# It's not a paph but still...



## Candace (Jul 18, 2007)

It's an award. Here's a link to my plant that received an AM/AOS of 83 pts.
http://www.csnjc.org/July2007/cgreenemerald.html


Thanks for looking.


----------



## Heather (Jul 18, 2007)

Hey! Congratulations on the award! That's fabulous!


----------



## bwester (Jul 18, 2007)

Congrats!!!!


----------



## likespaphs (Jul 18, 2007)

neato!
though, i must admit i'm a little surprised you didn't name the cultivar after me...
oh, actually, i'm not so surprised...


----------



## Candace (Jul 18, 2007)

I didn't name it. It was previously awarded an HCC, so that person named it. It's a clone, not a seedling. I for sure wouldn't have come up with that name!


----------



## NYEric (Jul 18, 2007)

Congrats.

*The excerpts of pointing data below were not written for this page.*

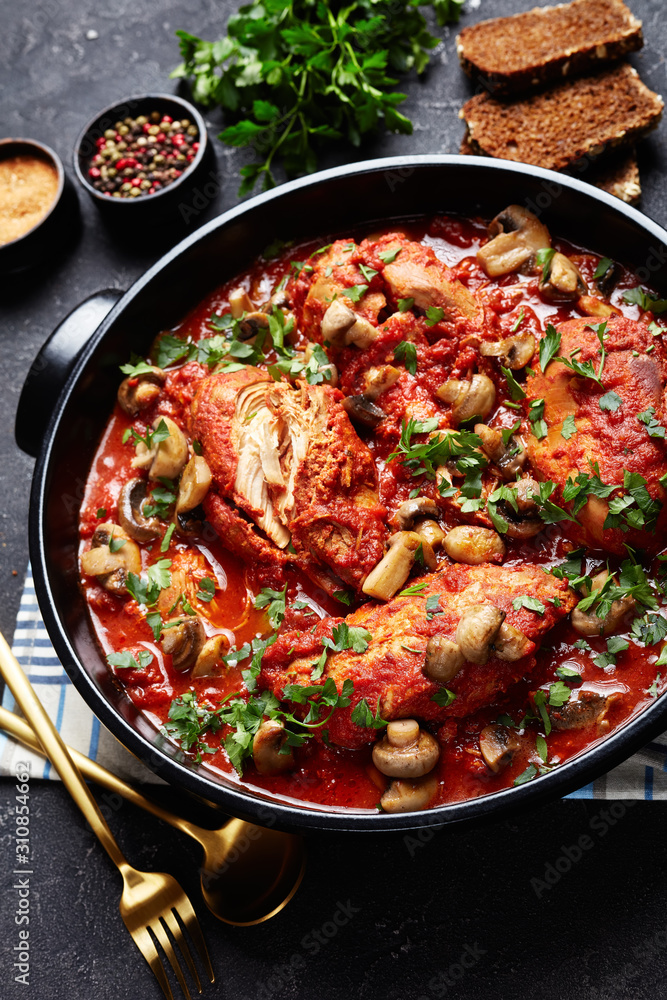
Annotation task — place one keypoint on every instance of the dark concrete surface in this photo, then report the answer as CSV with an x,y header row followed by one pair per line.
x,y
467,913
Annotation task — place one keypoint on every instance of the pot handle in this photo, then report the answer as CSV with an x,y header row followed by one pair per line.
x,y
52,366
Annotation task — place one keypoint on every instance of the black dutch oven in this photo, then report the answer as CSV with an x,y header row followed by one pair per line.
x,y
71,388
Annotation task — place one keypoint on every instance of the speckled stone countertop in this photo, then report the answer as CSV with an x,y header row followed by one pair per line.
x,y
567,902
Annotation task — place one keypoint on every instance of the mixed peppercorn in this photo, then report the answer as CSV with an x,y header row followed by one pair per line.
x,y
142,155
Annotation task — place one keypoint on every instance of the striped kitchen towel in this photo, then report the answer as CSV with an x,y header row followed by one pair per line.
x,y
74,720
643,776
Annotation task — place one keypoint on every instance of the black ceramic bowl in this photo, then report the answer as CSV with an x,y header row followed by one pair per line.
x,y
169,203
55,227
336,202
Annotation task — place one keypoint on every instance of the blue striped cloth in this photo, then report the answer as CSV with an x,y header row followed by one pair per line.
x,y
643,776
74,720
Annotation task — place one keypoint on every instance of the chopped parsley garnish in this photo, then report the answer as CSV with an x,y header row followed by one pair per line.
x,y
549,346
535,416
645,300
611,401
355,292
158,579
363,717
434,314
569,427
389,256
206,591
530,603
407,353
653,427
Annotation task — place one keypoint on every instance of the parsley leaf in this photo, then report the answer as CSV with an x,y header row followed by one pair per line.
x,y
569,427
531,603
611,401
274,602
434,314
127,661
407,353
653,427
363,717
549,346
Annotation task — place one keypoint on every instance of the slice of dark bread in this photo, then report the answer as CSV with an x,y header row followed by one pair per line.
x,y
541,46
616,173
559,127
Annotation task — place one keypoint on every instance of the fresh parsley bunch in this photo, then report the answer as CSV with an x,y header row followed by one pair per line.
x,y
299,74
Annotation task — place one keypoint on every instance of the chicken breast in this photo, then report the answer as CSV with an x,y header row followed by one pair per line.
x,y
289,461
389,674
610,435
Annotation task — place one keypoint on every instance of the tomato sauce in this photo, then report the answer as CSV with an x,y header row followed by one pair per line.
x,y
327,775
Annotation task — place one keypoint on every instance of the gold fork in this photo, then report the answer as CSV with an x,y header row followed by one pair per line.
x,y
152,903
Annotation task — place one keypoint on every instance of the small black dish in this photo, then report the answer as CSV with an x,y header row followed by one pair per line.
x,y
55,227
172,204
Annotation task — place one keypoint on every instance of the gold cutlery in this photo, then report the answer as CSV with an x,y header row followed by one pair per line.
x,y
151,903
248,873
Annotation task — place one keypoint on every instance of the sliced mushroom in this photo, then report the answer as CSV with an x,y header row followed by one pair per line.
x,y
510,644
498,746
509,459
165,459
131,500
190,523
209,660
378,380
194,484
252,324
138,392
431,532
561,280
410,510
406,751
240,302
362,410
443,660
516,236
476,631
588,623
515,351
183,640
362,333
337,320
112,567
582,709
469,399
409,796
269,750
472,545
591,306
394,568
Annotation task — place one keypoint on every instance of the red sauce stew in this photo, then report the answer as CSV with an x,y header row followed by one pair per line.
x,y
422,313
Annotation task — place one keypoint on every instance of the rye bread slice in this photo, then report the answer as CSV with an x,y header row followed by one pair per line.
x,y
617,172
559,127
514,54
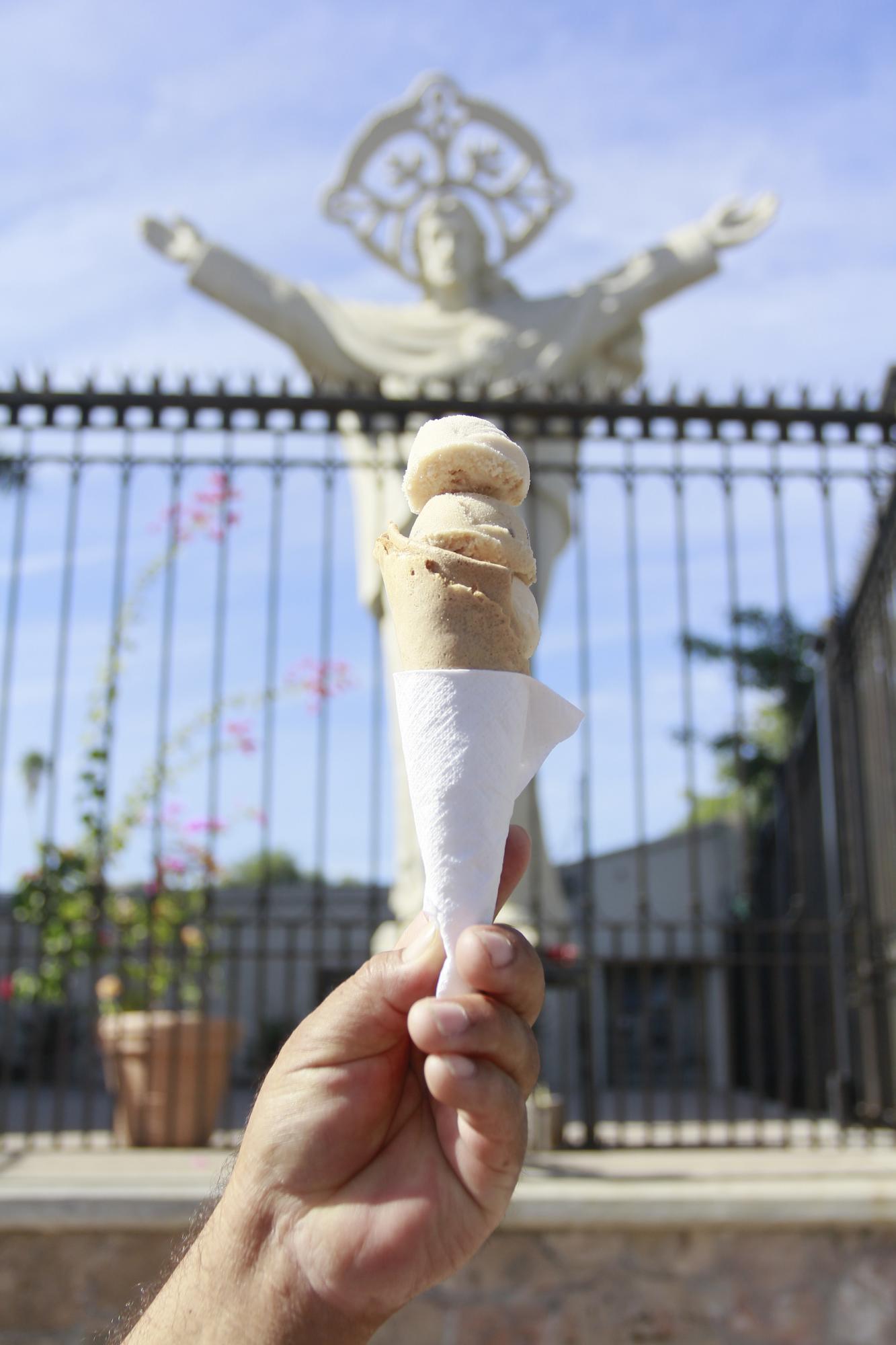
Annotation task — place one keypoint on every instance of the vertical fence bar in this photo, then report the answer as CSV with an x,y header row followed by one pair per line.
x,y
645,968
21,486
840,1087
161,773
56,750
689,736
322,744
377,711
588,896
213,786
825,482
112,673
727,481
268,734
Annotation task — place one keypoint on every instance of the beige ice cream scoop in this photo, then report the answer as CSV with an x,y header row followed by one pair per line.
x,y
464,455
481,528
459,586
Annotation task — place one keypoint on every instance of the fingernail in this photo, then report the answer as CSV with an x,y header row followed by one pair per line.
x,y
462,1067
498,948
451,1019
421,944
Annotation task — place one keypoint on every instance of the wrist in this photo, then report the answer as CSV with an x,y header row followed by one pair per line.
x,y
257,1261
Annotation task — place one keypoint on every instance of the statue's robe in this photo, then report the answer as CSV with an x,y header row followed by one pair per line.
x,y
591,336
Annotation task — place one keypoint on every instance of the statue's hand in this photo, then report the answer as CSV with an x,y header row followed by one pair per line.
x,y
179,241
735,221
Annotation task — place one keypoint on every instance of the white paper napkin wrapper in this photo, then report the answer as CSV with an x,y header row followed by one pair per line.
x,y
473,742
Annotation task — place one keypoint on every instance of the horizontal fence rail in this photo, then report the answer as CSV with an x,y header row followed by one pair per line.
x,y
197,800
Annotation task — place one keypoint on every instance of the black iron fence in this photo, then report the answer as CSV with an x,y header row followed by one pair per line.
x,y
196,805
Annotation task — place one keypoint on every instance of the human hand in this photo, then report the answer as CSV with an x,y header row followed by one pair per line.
x,y
385,1143
733,221
181,241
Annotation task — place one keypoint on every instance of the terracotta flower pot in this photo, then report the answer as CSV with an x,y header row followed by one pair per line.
x,y
169,1073
545,1122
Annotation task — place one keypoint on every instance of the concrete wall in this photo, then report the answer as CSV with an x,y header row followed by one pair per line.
x,y
708,1286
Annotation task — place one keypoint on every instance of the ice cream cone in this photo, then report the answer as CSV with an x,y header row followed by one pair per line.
x,y
450,611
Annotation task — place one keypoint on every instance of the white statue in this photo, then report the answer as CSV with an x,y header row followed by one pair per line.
x,y
446,189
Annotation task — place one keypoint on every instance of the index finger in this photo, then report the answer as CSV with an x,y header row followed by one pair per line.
x,y
499,961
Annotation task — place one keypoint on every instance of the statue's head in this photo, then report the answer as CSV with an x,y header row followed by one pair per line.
x,y
451,249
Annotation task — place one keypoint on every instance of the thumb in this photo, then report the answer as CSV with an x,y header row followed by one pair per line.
x,y
368,1013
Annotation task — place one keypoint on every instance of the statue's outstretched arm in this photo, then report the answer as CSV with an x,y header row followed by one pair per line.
x,y
266,299
684,258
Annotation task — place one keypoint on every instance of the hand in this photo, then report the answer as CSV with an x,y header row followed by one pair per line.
x,y
181,243
733,221
382,1149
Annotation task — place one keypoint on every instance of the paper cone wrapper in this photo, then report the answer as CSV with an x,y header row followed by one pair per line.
x,y
473,740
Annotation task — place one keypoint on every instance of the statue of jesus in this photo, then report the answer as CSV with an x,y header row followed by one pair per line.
x,y
471,325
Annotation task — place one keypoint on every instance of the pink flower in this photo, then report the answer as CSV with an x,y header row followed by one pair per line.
x,y
240,732
321,679
210,825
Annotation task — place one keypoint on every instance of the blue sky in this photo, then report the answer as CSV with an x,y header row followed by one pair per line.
x,y
237,118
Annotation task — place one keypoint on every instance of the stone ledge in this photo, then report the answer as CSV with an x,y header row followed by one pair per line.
x,y
649,1190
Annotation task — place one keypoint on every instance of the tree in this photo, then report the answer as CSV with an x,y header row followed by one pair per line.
x,y
770,653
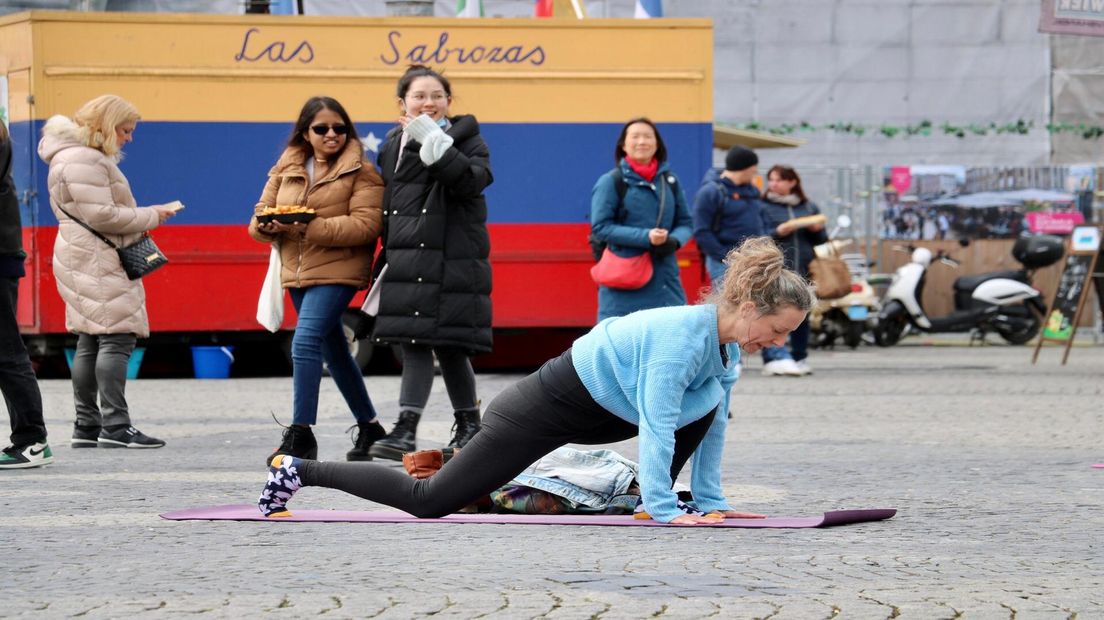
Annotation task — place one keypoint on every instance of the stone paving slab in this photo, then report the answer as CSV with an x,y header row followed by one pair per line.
x,y
986,458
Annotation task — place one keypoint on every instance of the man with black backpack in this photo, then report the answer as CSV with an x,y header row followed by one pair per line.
x,y
726,212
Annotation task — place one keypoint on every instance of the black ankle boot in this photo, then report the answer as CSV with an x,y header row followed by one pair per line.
x,y
298,441
400,440
466,427
363,436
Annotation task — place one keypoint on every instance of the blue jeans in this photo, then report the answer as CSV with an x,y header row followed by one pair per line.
x,y
318,337
717,269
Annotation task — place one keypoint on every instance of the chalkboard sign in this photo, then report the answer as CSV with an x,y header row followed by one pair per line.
x,y
1061,320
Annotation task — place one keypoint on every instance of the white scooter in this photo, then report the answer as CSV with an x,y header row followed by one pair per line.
x,y
1000,301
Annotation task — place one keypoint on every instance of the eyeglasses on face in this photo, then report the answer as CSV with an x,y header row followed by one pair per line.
x,y
324,129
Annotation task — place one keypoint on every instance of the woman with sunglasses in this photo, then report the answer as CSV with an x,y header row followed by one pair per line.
x,y
435,296
325,262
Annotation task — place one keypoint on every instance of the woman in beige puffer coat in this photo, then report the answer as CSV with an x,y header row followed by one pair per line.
x,y
325,262
103,307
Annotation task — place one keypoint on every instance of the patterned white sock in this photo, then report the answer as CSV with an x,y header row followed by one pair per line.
x,y
283,482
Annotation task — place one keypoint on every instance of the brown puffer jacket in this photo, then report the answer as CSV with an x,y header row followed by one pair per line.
x,y
88,184
337,246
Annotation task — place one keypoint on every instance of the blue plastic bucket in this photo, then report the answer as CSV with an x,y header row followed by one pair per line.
x,y
212,362
133,366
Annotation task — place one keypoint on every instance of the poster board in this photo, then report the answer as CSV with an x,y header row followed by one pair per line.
x,y
1060,324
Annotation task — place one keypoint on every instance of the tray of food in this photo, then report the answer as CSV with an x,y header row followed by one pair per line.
x,y
286,214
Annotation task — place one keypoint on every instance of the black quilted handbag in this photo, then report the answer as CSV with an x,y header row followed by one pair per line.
x,y
139,258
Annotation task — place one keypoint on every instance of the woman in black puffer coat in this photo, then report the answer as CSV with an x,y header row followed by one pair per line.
x,y
435,295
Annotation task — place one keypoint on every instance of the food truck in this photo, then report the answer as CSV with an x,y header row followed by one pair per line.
x,y
219,94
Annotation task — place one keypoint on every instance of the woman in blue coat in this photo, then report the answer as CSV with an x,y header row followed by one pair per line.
x,y
661,375
635,224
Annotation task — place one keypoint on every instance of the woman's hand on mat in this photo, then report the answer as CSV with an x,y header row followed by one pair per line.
x,y
738,514
693,520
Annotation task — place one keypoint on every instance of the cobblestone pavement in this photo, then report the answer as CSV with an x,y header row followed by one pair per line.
x,y
986,457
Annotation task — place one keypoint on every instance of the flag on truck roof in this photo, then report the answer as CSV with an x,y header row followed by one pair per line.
x,y
646,9
469,8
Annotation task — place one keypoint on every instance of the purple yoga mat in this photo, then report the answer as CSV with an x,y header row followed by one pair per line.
x,y
248,512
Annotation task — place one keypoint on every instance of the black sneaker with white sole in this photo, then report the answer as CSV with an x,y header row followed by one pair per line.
x,y
85,436
127,437
23,457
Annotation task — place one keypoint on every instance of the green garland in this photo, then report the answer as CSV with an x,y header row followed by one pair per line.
x,y
1020,127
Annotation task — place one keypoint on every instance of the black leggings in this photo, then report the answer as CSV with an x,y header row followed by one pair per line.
x,y
537,415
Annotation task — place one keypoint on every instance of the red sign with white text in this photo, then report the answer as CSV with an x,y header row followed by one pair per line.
x,y
1053,223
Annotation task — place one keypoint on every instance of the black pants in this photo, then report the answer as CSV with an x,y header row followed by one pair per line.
x,y
17,376
537,415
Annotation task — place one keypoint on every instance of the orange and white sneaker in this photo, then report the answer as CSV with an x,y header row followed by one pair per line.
x,y
283,482
639,513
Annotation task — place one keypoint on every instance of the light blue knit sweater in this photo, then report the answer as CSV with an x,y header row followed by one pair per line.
x,y
661,370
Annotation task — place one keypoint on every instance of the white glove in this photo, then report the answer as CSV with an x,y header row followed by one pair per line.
x,y
434,147
421,128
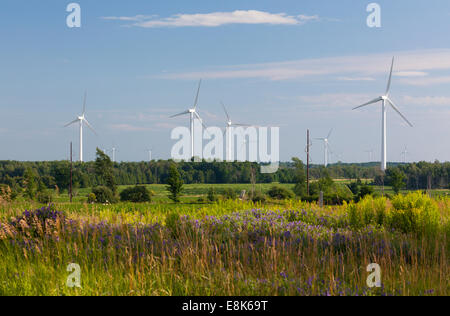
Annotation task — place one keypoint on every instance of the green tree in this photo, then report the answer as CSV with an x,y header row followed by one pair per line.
x,y
30,184
175,184
104,168
397,180
300,178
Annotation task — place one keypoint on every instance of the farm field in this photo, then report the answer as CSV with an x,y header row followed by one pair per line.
x,y
192,192
228,247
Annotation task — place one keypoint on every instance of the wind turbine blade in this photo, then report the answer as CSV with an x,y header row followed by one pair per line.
x,y
84,102
201,121
73,122
368,103
398,111
89,125
226,112
329,134
180,114
243,125
198,92
390,78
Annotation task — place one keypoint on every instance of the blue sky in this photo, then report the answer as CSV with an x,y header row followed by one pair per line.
x,y
293,64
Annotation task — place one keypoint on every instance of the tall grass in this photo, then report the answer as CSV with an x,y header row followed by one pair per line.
x,y
219,249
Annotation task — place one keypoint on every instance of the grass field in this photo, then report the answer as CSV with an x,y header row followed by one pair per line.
x,y
192,192
226,248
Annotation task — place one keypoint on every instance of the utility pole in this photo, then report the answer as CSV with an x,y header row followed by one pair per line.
x,y
307,163
71,163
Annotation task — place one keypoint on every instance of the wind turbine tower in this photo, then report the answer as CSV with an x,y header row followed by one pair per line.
x,y
82,120
193,114
326,145
385,102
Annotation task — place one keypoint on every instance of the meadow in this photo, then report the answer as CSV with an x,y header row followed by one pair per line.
x,y
229,247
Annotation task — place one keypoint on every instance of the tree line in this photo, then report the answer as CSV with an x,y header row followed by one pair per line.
x,y
56,174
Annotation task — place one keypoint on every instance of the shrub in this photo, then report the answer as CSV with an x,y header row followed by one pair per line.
x,y
229,194
103,194
175,184
280,193
136,194
258,197
45,197
414,213
367,211
39,221
212,197
5,193
92,198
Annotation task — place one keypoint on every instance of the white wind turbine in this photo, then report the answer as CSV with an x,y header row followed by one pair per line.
x,y
193,114
326,145
229,127
82,119
385,100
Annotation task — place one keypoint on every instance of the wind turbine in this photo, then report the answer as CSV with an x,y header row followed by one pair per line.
x,y
193,114
228,128
82,119
370,153
385,100
326,145
405,152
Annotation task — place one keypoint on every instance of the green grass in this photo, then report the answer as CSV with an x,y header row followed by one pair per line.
x,y
227,252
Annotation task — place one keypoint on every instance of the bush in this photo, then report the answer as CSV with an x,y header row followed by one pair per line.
x,y
230,194
280,193
368,211
136,194
103,194
37,222
258,197
414,213
212,197
5,193
44,197
92,198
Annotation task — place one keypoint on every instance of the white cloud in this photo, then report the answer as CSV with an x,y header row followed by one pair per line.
x,y
356,78
216,19
135,18
410,74
426,81
408,64
427,100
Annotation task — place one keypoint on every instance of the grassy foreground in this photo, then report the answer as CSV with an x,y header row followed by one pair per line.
x,y
227,248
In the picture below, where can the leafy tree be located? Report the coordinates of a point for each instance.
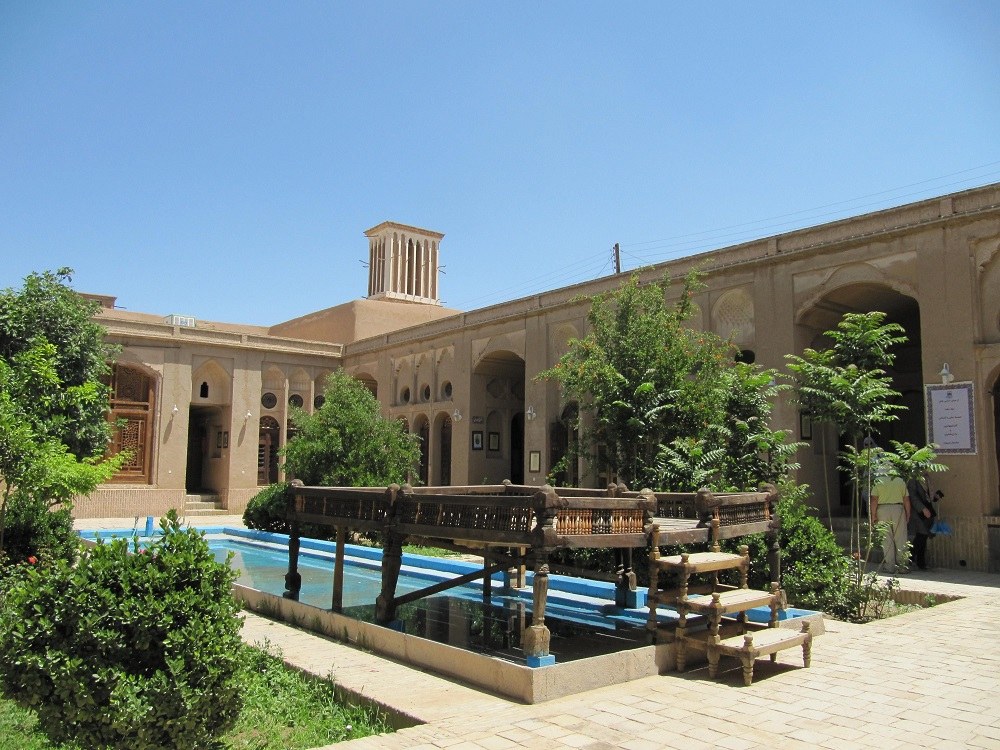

Was it fragrant?


----------



## Candace (Jul 18, 2007)

Yes, still in bloom and is very morning fragrant.


----------



## suss16 (Jul 18, 2007)

Nice flower and great growing! Moving a HCC plant to an AM is a great accomplishment.


----------



## Heather (Jul 18, 2007)

Nice violacea too!


----------



## Candace (Jul 18, 2007)

> Nice violacea too!



What violacea?


----------



## dave b (Jul 18, 2007)

Great job!


----------